Quand un taureau te fonce dessus….il faut engager le dialogue , prendre en compte ses émotions…..et lui faire une branlette ????
…. »peace and love mon frère, nous vaincront. »
Comme lui ?
https://www.youtube.com/watch?v=5w0yW0leqhQ
(branlette @3m47s)
…Il n’est jamais trop tard pour apprendre à parler de ce que l’on connaît.
Dixit : « Toutefois, il ne peut qu’être bon de parler avec les FDO qui sont, pour la plupart (je l’espère) des individus… »
Oui c’est une très bonne idée. Commence donc par côtoyer des FDO en service et hors service, histoire de perdre enfin tes illusions.
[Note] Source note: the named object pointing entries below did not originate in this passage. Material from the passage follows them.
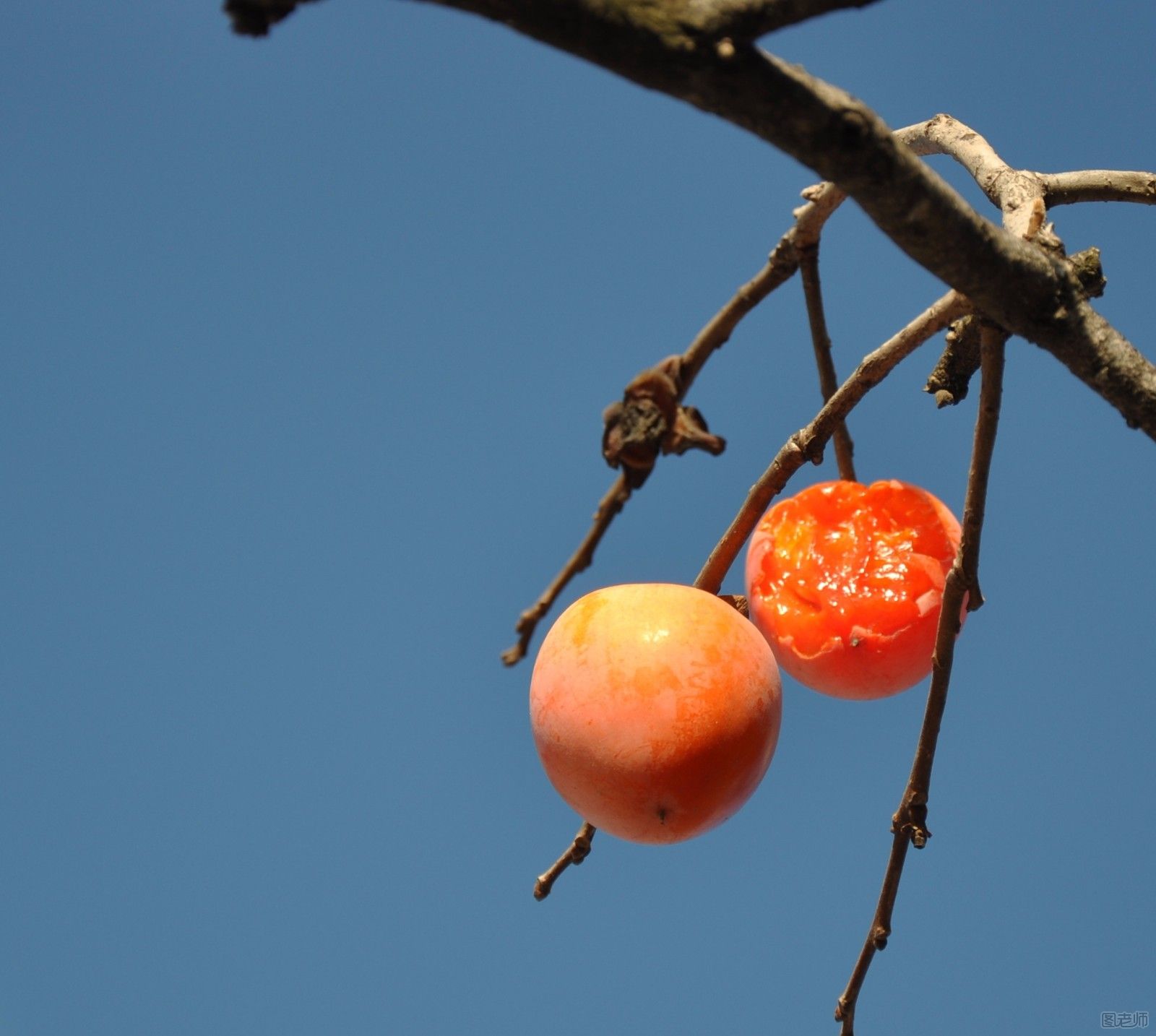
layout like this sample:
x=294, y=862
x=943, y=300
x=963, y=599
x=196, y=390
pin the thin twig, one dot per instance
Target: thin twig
x=821, y=342
x=782, y=264
x=909, y=826
x=610, y=506
x=808, y=443
x=578, y=851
Le monsieur veut dire que les Policiers n’ayant pas reçu ordre de disperser les manifestants et ne constatant pas d’hostilité de ces derniers envers eux, un dialogue informel a pu s’établir, à la suite duquel les Policiers ont paru convaincus par les explications des manifestants. Cela aurait pu se passer ainsi de même avec le personnel de l’hôpital, des passants, des journalistes,… Mais si les Policiers avaient reçu l’ordre d’intervenir, ou s’ils avaient dû faire face à des actes hostiles, ils auraient tapé. Tout convaincus de la justesse de la démarche des manifestants qu’ils auraient été. Cela n’aurait rien eu de personnel, juste le boulot.
D’autre part, on n’attend tout de même pas de l’État qu’il laisse le champ libre aux casseurs et pilleurs. Si une manifestation présente trop de risques de débordement, il me semble légitime qu’elle soit interdite. De toute façon, le juge administratif est là pour dire si c’est justifié ou pas. Suffit de lui demander.
L’article 35 présente trop de risques de débordement, il me semble légitime qu’il soit supprimé…
Le vrai pouvoir n’est pas de dominer mais de gagner le cœur/respect.